From: | Tom Lane <tgl(at)sss(dot)pgh(dot)pa(dot)us> |
---|---|
To: | "Pete St(dot) Onge" <pete(at)seul(dot)org> |
Cc: | pgsql-hackers(at)postgresql(dot)org |
Subject: | Re: Hosed PostGreSQL Installation |
Date: | 2002-09-21 15:13:44 |
Message-ID: | 8533.1032621224@sss.pgh.pa.us |
Views: | Raw Message | Whole Thread | Download mbox | Resend email |
Thread: | |
Lists: | pgsql-hackers |
"Pete St. Onge" <pete(at)seul(dot)org> writes:
> As a result of some disk errors on another drive, an admin in our group
> brought down the server hosting our pgsql databases with a kill -KILL
> after having gone to runlevel 1 and finding the postmaster process still
> running. No surprise, our installation was hosed in the process.

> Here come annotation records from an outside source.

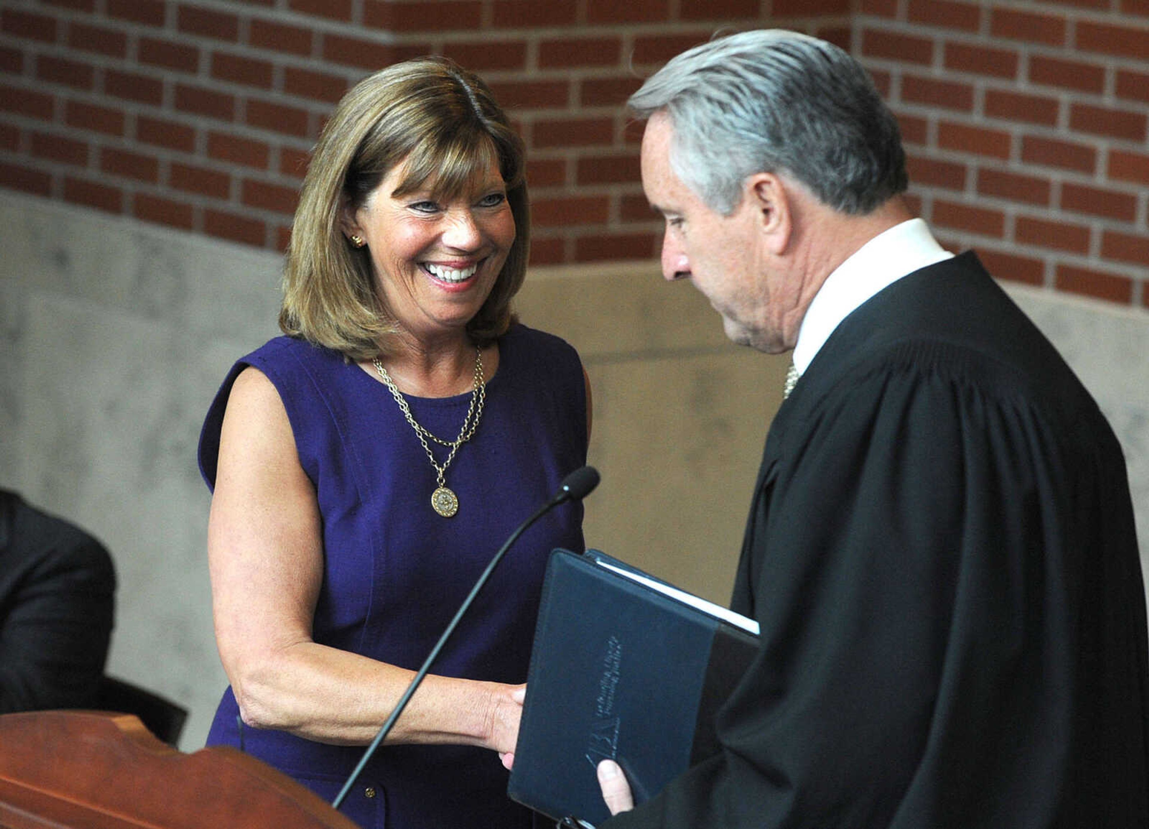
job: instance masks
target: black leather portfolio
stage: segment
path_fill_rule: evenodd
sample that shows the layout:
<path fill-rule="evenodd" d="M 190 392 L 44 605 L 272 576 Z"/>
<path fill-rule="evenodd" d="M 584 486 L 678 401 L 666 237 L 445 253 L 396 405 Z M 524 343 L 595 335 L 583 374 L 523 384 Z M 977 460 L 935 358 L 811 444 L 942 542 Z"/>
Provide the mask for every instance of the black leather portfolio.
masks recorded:
<path fill-rule="evenodd" d="M 609 816 L 610 758 L 635 803 L 718 751 L 714 714 L 757 624 L 596 550 L 552 553 L 508 795 L 555 820 Z"/>

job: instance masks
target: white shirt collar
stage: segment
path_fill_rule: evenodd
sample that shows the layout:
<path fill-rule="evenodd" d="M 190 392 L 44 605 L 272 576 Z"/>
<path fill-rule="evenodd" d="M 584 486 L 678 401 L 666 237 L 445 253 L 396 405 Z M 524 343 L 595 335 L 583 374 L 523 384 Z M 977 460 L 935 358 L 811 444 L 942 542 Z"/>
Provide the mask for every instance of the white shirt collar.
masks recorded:
<path fill-rule="evenodd" d="M 794 346 L 794 368 L 801 375 L 855 308 L 915 270 L 954 254 L 933 238 L 920 218 L 910 218 L 878 233 L 826 277 L 802 318 Z"/>

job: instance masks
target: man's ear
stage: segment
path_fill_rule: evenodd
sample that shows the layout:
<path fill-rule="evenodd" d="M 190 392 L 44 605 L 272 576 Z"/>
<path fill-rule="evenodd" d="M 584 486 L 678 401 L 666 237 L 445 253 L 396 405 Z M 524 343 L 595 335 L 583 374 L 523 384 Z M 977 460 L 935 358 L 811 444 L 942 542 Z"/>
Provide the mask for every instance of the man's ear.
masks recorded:
<path fill-rule="evenodd" d="M 785 253 L 789 246 L 794 227 L 791 195 L 786 183 L 772 172 L 756 172 L 746 181 L 746 198 L 755 210 L 755 224 L 774 255 Z"/>

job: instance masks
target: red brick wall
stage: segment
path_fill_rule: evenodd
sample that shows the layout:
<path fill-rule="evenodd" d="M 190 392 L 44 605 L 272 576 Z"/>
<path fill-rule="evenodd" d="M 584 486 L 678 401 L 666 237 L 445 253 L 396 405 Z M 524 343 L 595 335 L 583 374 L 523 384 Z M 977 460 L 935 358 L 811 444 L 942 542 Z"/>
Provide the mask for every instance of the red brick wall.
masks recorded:
<path fill-rule="evenodd" d="M 620 105 L 670 55 L 756 25 L 853 45 L 943 241 L 1149 305 L 1147 0 L 5 0 L 0 186 L 282 248 L 333 102 L 434 52 L 526 139 L 534 263 L 650 258 Z"/>
<path fill-rule="evenodd" d="M 1149 307 L 1149 1 L 862 0 L 854 54 L 947 245 Z"/>

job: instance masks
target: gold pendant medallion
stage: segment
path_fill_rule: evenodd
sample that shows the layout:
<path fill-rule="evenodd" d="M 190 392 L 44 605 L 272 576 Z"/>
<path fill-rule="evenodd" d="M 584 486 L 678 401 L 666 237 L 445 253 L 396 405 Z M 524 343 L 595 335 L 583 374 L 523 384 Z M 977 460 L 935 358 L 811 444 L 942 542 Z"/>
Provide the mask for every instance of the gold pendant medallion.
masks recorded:
<path fill-rule="evenodd" d="M 445 519 L 458 512 L 458 498 L 446 486 L 440 486 L 431 493 L 431 507 Z"/>

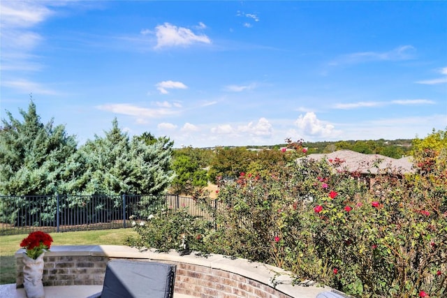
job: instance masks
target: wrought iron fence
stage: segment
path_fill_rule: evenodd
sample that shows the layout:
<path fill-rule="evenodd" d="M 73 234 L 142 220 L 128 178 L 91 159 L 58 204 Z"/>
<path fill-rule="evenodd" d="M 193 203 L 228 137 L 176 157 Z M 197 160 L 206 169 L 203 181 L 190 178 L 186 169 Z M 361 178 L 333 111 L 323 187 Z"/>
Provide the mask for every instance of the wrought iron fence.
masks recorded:
<path fill-rule="evenodd" d="M 210 204 L 217 207 L 215 200 Z M 181 207 L 212 220 L 193 199 L 176 195 L 162 200 L 129 195 L 0 196 L 0 235 L 129 228 L 130 218 L 144 220 L 165 208 Z"/>

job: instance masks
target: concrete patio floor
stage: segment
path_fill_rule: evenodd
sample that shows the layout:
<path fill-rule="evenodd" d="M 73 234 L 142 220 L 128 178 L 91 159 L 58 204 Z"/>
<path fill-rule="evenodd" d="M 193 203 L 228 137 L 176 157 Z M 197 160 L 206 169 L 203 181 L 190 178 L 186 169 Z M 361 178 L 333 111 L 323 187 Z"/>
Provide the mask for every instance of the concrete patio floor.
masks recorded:
<path fill-rule="evenodd" d="M 66 285 L 45 287 L 45 298 L 87 298 L 101 292 L 102 285 Z M 16 289 L 15 283 L 0 285 L 0 298 L 26 298 L 23 288 Z M 174 293 L 174 298 L 193 298 L 193 296 Z"/>

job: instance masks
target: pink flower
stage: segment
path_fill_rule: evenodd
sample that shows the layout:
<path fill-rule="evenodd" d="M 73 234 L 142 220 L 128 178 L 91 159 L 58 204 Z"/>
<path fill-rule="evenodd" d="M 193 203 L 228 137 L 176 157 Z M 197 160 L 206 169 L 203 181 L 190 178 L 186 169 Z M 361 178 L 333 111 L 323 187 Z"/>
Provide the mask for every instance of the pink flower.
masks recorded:
<path fill-rule="evenodd" d="M 420 291 L 419 292 L 419 297 L 420 298 L 424 298 L 424 297 L 429 297 L 428 294 L 427 294 L 425 291 Z"/>
<path fill-rule="evenodd" d="M 317 205 L 315 207 L 315 208 L 314 208 L 314 211 L 316 213 L 320 213 L 321 212 L 321 211 L 323 211 L 323 206 L 321 205 Z"/>
<path fill-rule="evenodd" d="M 430 216 L 430 213 L 429 211 L 427 211 L 427 210 L 420 210 L 420 214 L 422 215 L 425 215 L 425 216 Z"/>
<path fill-rule="evenodd" d="M 329 197 L 330 197 L 331 199 L 333 199 L 333 198 L 335 198 L 335 197 L 337 197 L 337 195 L 338 195 L 338 193 L 337 193 L 337 192 L 336 192 L 336 191 L 330 191 L 330 193 L 329 193 Z"/>

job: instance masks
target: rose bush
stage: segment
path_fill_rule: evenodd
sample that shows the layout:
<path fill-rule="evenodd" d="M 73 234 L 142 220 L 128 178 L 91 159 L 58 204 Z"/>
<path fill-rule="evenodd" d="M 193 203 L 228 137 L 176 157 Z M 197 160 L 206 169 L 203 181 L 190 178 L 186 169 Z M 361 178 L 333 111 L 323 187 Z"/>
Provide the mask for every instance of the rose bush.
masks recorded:
<path fill-rule="evenodd" d="M 305 153 L 289 145 L 297 158 Z M 177 248 L 187 234 L 191 249 L 281 267 L 297 283 L 356 297 L 446 297 L 447 172 L 438 164 L 445 152 L 434 154 L 425 154 L 430 170 L 374 177 L 347 172 L 338 158 L 293 159 L 270 176 L 242 172 L 221 183 L 221 207 L 208 209 L 215 226 L 181 210 L 137 229 L 147 246 Z M 426 165 L 421 156 L 416 163 Z"/>
<path fill-rule="evenodd" d="M 31 232 L 20 242 L 20 247 L 27 251 L 27 255 L 36 260 L 43 253 L 50 250 L 53 239 L 49 234 L 42 231 Z"/>

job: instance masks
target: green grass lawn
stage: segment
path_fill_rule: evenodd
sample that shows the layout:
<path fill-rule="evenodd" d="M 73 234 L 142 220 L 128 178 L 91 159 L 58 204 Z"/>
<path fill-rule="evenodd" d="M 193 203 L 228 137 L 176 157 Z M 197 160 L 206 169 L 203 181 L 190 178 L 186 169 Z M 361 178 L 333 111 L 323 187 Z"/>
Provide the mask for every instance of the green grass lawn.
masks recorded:
<path fill-rule="evenodd" d="M 131 228 L 50 233 L 52 245 L 123 245 L 138 234 Z M 0 236 L 0 285 L 15 283 L 15 258 L 27 234 Z M 51 250 L 51 249 L 50 249 Z"/>

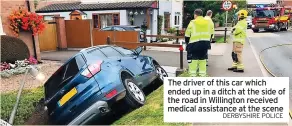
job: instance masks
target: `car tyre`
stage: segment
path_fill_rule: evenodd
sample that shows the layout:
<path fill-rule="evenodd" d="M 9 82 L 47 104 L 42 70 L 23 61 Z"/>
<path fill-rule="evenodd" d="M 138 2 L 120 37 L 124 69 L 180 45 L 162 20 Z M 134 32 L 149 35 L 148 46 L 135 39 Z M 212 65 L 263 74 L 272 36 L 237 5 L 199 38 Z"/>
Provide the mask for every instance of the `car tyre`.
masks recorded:
<path fill-rule="evenodd" d="M 167 72 L 160 65 L 155 65 L 155 70 L 158 76 L 157 80 L 163 83 L 164 78 L 168 77 Z"/>
<path fill-rule="evenodd" d="M 125 101 L 131 108 L 139 108 L 145 104 L 145 94 L 132 78 L 124 79 L 124 86 L 126 88 Z"/>

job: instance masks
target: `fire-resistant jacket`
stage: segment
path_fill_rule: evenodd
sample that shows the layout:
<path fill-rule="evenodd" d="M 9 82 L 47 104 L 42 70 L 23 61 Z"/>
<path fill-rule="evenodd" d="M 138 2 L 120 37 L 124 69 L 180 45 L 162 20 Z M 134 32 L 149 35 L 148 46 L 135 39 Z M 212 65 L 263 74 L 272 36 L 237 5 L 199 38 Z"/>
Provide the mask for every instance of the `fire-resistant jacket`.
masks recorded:
<path fill-rule="evenodd" d="M 212 24 L 202 16 L 190 21 L 185 37 L 190 37 L 189 43 L 210 41 Z"/>
<path fill-rule="evenodd" d="M 233 42 L 240 42 L 241 44 L 245 44 L 247 30 L 246 19 L 238 21 L 233 29 Z"/>

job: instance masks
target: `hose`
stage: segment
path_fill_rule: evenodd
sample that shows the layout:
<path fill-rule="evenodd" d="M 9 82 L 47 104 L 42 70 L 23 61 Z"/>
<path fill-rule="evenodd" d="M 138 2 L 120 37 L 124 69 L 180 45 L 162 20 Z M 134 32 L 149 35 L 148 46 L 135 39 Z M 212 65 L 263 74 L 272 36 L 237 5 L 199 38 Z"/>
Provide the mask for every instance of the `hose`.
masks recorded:
<path fill-rule="evenodd" d="M 265 48 L 265 49 L 261 50 L 261 52 L 259 53 L 259 58 L 260 58 L 261 63 L 263 64 L 264 68 L 268 71 L 268 73 L 271 74 L 273 77 L 277 77 L 277 76 L 276 76 L 276 74 L 272 73 L 272 71 L 270 69 L 268 69 L 268 67 L 264 64 L 261 54 L 265 50 L 268 50 L 268 49 L 271 49 L 271 48 L 275 48 L 275 47 L 281 47 L 281 46 L 292 46 L 292 44 L 278 44 L 278 45 L 274 45 L 274 46 L 271 46 L 271 47 L 268 47 L 268 48 Z M 292 119 L 292 111 L 291 110 L 289 110 L 289 115 L 290 115 L 290 118 Z"/>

That should not have been a catastrophic mistake in any version >= 7.1.
I suspect you had disk problems or other problems.
> Klamath suggested that I run pg_controldata:
> ...
> Latest checkpoint's StartUpID: 21
> Latest checkpoint's NextXID: 615
> Latest checkpoint's NextOID: 18720
These numbers are suspiciously small for an installation that's been
in production awhile. I suspect you have not told us the whole story;
in particular I suspect you already tried "pg_resetxlog -f", which was
probably not a good idea.
> If I look into the pg_xlog directory, I see this:
> -rw------- 1 postgres postgres 16777216 Sep 20 23:13 0000000000000002
> -rw------- 1 postgres postgres 16777216 Sep 19 22:09 000000020000007E
Yeah, your xlog positions should be a great deal higher than they are,
if segment 2/7E was previously in use.
It is likely that you can recover (with some uncertainty about integrity
of recent transactions) if you proceed as follows:
1. Get contrib/pg_resetxlog/pg_resetxlog.c from the 7.2.2 release (you
can't use 7.1's pg_resetxlog because it doesn't offer the switches
you'll need). Compile it *against your 7.1 headers*. It should compile
except you'll have to remove this change:
***************
*** 853,858 ****
--- 394,403 ----
page->xlp_magic = XLOG_PAGE_MAGIC;
page->xlp_info = 0;
page->xlp_sui = ControlFile.checkPointCopy.ThisStartUpID;
+ page->xlp_pageaddr.xlogid =
+ ControlFile.checkPointCopy.redo.xlogid;
+ page->xlp_pageaddr.xrecoff =
+ ControlFile.checkPointCopy.redo.xrecoff - SizeOfXLogPHD;
record = (XLogRecord *) ((char *) page + SizeOfXLogPHD);
record->xl_prev.xlogid = 0;
record->xl_prev.xrecoff = 0;
Test it using its -n switch to make sure it reports sane values.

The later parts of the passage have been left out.